As for the violence of January 1991 in Vilnius, the USSR’s willingness to use tanks and guns against unarmed peaceful civilian demonstrators became a wake-up call to the world to support Lithuania’s and other states’ yearnings for peaceful transition to independence. The image seen around the world, of music professor turned freedom fighter Vytautas Landsbergis steadfastly informing the planet that he will not leave the Seimas (Lithuanian parliament) building come hell or high water, did not a little in causing Gorbachov to blink and climb down. To those of us who were here in Vilnius that winter, Vytautas Landsbergis will remain one of the most inspirational personalities of the era.

Full disclosure: In November 1990, I persuaded my superiors at Oxford University to send me as a representative to an event at the Lithuanian Legation in London honoring the visit of Professor Landsbergis in London in open and enthusiastic support for Lithuanian independence.

During his time as de facto head of state, Landsbergis played a pivotal role in offering all the country’s residents Lithuanian citizenship, irrespective of race, language or family history (in sharp contrast to Latvia and Estonia). Then, by stepping down gracefully after free and fair elections chose other candidates for the newly free country’s office of president, he cemented democracy with Washingtonian grace.

Fast forward to more recent years of the twenty-first century. Landsbergis’s unshakeable earlier role in history, which can never be changed retroactively, nor should it, does not imply agreement with the politics and ideas of the man’s twenty-first century incarnation as a right-wing member of the European Parliament.

Over the last decade, MEP Landsbergis has moved ever closer to Eastern Europe’s dangerous New Far Right, the suave and smooth in-power far right that tries hard to pass itself off as center-right to outsiders.

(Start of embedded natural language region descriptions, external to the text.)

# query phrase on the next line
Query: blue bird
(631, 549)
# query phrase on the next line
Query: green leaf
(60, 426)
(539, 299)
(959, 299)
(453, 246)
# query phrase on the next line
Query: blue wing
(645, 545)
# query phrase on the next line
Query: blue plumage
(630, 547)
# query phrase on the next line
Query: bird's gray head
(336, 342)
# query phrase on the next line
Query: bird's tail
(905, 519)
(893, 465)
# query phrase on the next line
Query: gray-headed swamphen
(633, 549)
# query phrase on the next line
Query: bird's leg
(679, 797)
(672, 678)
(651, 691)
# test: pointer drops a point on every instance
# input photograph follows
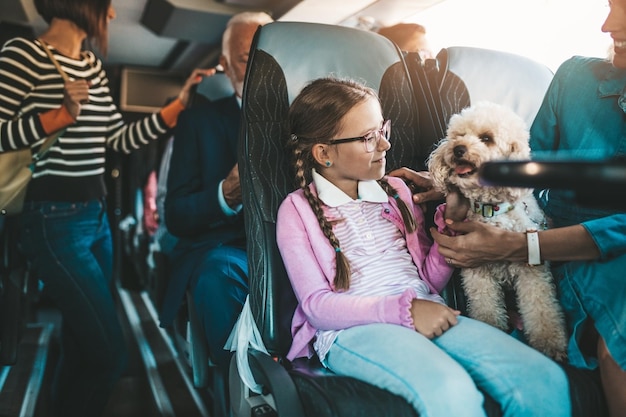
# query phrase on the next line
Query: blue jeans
(70, 250)
(219, 285)
(439, 377)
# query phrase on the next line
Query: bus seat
(283, 58)
(214, 87)
(490, 75)
(461, 76)
(17, 290)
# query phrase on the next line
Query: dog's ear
(438, 168)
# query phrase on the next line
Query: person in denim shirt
(582, 116)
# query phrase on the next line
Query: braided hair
(315, 117)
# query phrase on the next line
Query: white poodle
(487, 132)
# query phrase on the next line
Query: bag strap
(53, 59)
(50, 140)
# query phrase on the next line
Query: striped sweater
(30, 87)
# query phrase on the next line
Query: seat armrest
(276, 380)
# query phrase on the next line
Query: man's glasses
(372, 139)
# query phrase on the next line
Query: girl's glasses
(370, 140)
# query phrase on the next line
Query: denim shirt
(583, 117)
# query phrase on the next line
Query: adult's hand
(420, 183)
(196, 77)
(478, 243)
(232, 188)
(75, 93)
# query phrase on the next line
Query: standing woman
(64, 230)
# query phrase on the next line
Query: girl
(64, 231)
(367, 277)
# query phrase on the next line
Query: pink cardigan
(310, 263)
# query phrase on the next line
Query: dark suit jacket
(205, 150)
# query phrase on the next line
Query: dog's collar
(491, 209)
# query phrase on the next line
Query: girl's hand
(75, 93)
(432, 319)
(196, 77)
(420, 184)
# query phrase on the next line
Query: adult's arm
(478, 243)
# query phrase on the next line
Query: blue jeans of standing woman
(441, 377)
(70, 249)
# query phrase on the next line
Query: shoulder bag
(16, 167)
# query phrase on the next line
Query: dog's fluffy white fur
(486, 132)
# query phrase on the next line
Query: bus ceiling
(179, 35)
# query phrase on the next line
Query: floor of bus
(157, 383)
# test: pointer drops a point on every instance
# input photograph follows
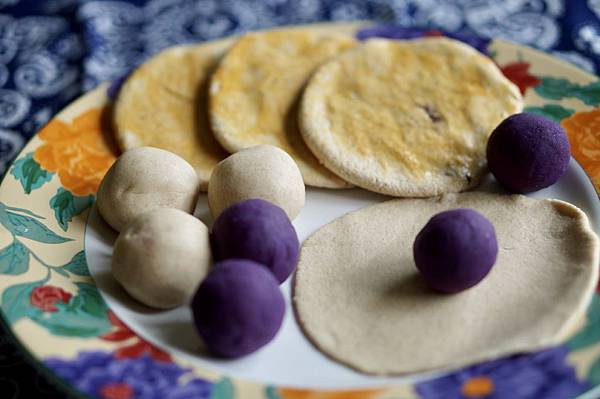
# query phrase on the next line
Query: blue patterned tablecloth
(53, 50)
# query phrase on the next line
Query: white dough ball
(161, 257)
(143, 179)
(264, 172)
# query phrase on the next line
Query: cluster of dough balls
(163, 255)
(162, 252)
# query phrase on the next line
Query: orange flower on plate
(583, 130)
(307, 394)
(77, 151)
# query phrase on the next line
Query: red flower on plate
(46, 297)
(518, 73)
(137, 349)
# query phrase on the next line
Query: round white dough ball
(161, 257)
(264, 172)
(143, 179)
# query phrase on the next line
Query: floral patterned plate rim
(53, 307)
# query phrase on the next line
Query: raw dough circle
(255, 92)
(161, 257)
(359, 297)
(143, 179)
(406, 118)
(264, 172)
(164, 104)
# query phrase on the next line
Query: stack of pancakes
(403, 118)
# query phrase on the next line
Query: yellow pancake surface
(254, 93)
(406, 118)
(164, 104)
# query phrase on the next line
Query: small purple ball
(528, 152)
(238, 308)
(260, 231)
(455, 250)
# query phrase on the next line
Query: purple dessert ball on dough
(528, 152)
(260, 231)
(455, 250)
(238, 308)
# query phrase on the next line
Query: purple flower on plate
(541, 375)
(399, 32)
(101, 375)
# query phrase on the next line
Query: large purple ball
(455, 250)
(260, 231)
(238, 308)
(528, 152)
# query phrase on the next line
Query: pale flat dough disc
(406, 118)
(164, 104)
(255, 92)
(359, 298)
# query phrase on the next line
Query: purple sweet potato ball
(260, 231)
(455, 250)
(238, 308)
(528, 152)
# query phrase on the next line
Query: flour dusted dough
(143, 179)
(256, 89)
(164, 104)
(262, 171)
(161, 257)
(360, 299)
(406, 118)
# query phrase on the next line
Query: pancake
(406, 118)
(255, 92)
(359, 298)
(164, 104)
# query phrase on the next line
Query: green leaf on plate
(552, 111)
(14, 259)
(557, 89)
(590, 334)
(78, 265)
(16, 303)
(223, 390)
(86, 315)
(30, 174)
(66, 206)
(593, 376)
(91, 300)
(60, 271)
(28, 227)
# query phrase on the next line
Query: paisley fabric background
(53, 50)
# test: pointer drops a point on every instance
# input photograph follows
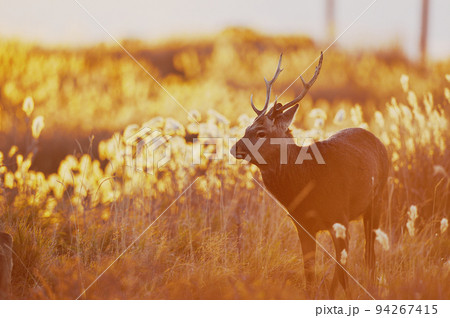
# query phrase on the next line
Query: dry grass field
(73, 205)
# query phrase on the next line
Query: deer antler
(268, 91)
(278, 108)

That phenomenon came to wider attention during the British Conservative Party’s dalliance with far-right elements in Poland several years ago, without the slightest ill-will on the part of the UK party.

In 2005, he launched his campaign demanding that Soviet symbols be banned in the whole of Europe in exactly the same was as Nazi symbols are banned. It was the first shot in the movement to “equalize for all of Europe” (not just for local nationalist history) Nazism and Communism, itself closely related to the East European far right’s wish to obfuscate, diminish and altogether write the Holocaust out of history as unique event (without denying a single death, in a movement I have called Holocaust Obfuscation). In the case of the Baltics, where much of this was coming from, it was related in discernible measure to these countries having the highest rates of Holocaust murder of their Jewish populations in all of wartime Europe, and a desire to confound and confuse that record and the larger issues into one mush of “equal totalitarian regimes.”

In June 2008, he signed the Prague Declaration, which highlights the word “same” five times, in its insistence that all of Europe accept red-brown equality, overhaul all of Europe’s textbooks to reflect that mantra, legislate a mandatory mix-and-match day of jumbled remembrance for victims of both regimes and more nonsense of that ilk. The Prague Declaration has been condemned by Holocaust survivors, the Wiesenthal Center, and a wide array of Jewish and non-Jewish historians and community leaders. The British Parliament’s MP John Mann, a renowned champion of human rights, has called it a “sinister document.”

Most recently, MEP Landsbergis has drifted more and more to the edge. There is the litany of his efforts to undermine each and every piece of gay rights legislation to come before the European Parliament (example).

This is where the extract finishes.